When it is time for his parole hearing, he is surprised to find out his father is sitting on the board. John is also surprised that the hardened criminal, Bat Williams, and his son Bob are one and the same. John is leaning to voting not to parole, but Williams threatens him with letting the scandal about him becoming public knowledge. This would ruin Mildred's upcoming wedding. John relents and votes for parole, but not until he gets Williams word that he will leave the country once released. Instead of fleeing the country, he returns to Barlow, where he plans on robbing the payroll of Lettie's father's company. However, Detective Daniels follows Williams to the company at night, where he interrupts Williams in the process of the robbery. Williams turns the tables on Daniels and is about to shoot him, when John shows up. He had suspected his son might be up to something and had also followed him that night. To prevent his son from shooting Daniels, he is forced to shoot Williams himself. Daniels takes Williams away, so John won't have to see his son die. John keeps the secret of Bob's life and death hidden from the rest of the family.

==Cast==
- Lewis Stone as John Webster
- James Gleason as Daniels
- Bruce Cabot as Bat Williams, alias of Bob Webster
- Louise Latimer as Letty Graves
- Betty Grable as Mildred Webster
- Grace Bradley as Grace Forbes
- Nella Walker as Helen Webster
- Frank M. Thomas as Attorney Pierce
- Harry Jans as Vic
- John Arledge as Walter
- Frank Jenks as Pete
- Maxine Jennings as Nellie
- Gordon Jones as Joe
- Addison Randall as Al - Henchman

(cast list as per AFI database)

==Production==
In April 1936 it was announced that Don't Turn 'Em Loose was scheduled to begin production on May 15, with Robert Sisk as the supervising producer.

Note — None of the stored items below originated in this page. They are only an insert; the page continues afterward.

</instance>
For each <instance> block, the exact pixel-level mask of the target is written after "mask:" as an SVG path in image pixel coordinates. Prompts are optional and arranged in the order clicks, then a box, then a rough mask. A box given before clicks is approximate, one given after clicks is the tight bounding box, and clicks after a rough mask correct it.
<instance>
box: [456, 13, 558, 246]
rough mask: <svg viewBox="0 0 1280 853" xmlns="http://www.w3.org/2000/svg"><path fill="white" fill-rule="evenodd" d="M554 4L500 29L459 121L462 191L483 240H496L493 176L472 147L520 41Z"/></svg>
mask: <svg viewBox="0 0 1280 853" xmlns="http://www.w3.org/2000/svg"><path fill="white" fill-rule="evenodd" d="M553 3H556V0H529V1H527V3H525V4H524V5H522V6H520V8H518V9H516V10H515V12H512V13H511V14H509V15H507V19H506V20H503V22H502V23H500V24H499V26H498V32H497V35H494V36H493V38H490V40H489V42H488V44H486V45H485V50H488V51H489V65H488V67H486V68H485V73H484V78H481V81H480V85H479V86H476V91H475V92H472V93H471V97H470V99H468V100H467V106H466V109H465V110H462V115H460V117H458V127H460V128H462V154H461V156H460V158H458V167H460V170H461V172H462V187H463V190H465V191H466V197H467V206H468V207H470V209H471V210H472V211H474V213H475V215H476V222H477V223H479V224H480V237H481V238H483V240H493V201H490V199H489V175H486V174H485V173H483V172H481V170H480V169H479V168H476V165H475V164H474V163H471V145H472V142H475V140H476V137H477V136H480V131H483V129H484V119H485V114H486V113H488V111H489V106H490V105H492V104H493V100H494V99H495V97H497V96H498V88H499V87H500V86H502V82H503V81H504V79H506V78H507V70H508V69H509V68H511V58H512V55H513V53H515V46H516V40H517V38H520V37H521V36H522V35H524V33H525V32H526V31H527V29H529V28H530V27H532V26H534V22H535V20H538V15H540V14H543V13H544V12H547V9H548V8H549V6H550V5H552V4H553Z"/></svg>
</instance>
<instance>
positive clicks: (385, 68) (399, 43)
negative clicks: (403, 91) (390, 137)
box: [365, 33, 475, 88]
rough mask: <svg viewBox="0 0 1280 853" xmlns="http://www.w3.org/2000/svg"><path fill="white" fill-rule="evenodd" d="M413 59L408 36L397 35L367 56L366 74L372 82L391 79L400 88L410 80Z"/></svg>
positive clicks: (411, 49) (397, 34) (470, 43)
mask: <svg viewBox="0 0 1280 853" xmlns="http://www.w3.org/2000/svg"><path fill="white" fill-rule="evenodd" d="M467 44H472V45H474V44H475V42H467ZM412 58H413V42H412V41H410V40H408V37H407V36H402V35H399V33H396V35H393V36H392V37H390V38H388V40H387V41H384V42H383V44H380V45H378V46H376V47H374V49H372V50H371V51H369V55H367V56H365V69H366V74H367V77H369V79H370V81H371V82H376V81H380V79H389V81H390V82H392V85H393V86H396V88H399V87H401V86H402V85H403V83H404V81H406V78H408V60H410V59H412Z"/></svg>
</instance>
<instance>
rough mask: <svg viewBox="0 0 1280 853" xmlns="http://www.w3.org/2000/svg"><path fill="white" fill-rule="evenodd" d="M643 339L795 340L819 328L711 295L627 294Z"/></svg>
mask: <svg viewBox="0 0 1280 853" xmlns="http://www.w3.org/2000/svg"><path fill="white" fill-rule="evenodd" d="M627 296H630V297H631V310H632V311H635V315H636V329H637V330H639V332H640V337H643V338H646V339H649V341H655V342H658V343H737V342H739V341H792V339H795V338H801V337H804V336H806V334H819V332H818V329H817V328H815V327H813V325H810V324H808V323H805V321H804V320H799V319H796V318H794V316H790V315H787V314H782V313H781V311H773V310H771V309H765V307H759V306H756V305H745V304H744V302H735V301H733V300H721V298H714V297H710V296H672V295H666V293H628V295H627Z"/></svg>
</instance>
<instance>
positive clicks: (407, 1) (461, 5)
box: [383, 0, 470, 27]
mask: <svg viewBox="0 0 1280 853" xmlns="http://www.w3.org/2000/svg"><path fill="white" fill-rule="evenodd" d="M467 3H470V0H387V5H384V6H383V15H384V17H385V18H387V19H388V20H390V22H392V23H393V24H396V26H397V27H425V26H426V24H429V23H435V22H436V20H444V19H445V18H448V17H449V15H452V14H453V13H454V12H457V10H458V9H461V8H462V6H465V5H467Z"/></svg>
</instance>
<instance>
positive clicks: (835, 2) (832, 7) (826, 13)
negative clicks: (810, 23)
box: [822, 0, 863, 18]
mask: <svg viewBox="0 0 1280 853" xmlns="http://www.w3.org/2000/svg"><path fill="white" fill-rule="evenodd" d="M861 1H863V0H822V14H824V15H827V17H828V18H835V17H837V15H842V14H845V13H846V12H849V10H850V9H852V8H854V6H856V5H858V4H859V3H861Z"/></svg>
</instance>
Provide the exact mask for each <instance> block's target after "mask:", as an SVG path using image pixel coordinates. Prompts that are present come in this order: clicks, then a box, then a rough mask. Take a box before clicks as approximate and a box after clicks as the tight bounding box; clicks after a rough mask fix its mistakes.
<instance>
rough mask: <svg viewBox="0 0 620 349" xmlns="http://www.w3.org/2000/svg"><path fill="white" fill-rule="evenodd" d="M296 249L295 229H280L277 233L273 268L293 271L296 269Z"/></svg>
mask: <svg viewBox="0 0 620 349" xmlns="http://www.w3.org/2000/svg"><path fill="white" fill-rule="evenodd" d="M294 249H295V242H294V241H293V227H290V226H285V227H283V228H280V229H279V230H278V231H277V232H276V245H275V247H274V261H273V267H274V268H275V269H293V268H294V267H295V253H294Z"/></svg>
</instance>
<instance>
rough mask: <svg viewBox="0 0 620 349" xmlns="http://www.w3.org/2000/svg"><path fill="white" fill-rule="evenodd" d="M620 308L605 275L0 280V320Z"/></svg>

That same month RKO announced that it had assigned Ben Stoloff to direct, based on the original story by Ferdinand Reyher. Production was delayed, and filming eventually began on June 15. Several of the cast were made known in the first week of July, after production had already begun. Bruce Cabot was given the lead role of Bob Webster, while Lewis Stone was loaned by MGM for the other lead, that of his father, John Webster. At the same time, Harry Jans and Maxine Jennings were also announced as part of the cast, as well as Arthur Hoyt and Fern Emmett, although the American Film Institute did not confirm the latter two actually appeared in the film. However, Hoyt and Emmett do appear in cast lists from contemporaneous sources such as Photoplay and Variety. On July 15, Grace Bradley's involvement in the film was revealed. On the same day, it was also announced that John Arledge had been added to the cast, and in the same announcement it was also learned that James Gleason, Betty Grable, Louise Latimer, and Gordon Jones were also members of the production. The Film Daily announced on July 29 that Carol Nye, who was an editor for the Los Angeles Times, covering the radio industry, would be appearing in the film in a small role, although he does not appear in AFI's cast list. The film was in production during June and July 1936. It was originally scheduled for release on September 25, but was released a week earlier, on September 18. Its release in Ohio was held up due to the Ohio Board of Censors. Initially, the film underwent significant edits, where every murder scene was excised from the picture. However, by the end of September, a court ordered the removed segments returned to film, and after some slight edits, it was released in Ohio in early October. The National Legion of Decency did not approve the film for general audiences, instead approving it only for adults, categorizing it "A-2".

==Reception==
Harrison's Reports gave the film a positive review, enjoying the constant suspense and drama, which was unrelieved by any comedy. They called Don't Turn 'Em Loose a "forceful melodrama," and said it was a powerful commentary serving "...as an indictment against the inadequate parole system that now exists [then existed]." The Film Daily also enjoyed the suspense, adding that the picture was also full of action. The said it was full of surprises and called it a "strong gangster picture." The Motion Picture Herald enjoyed the performances of the cast, calling Cabot's portrayal "outstanding," and also singling out James Gleason and Lewis Stone.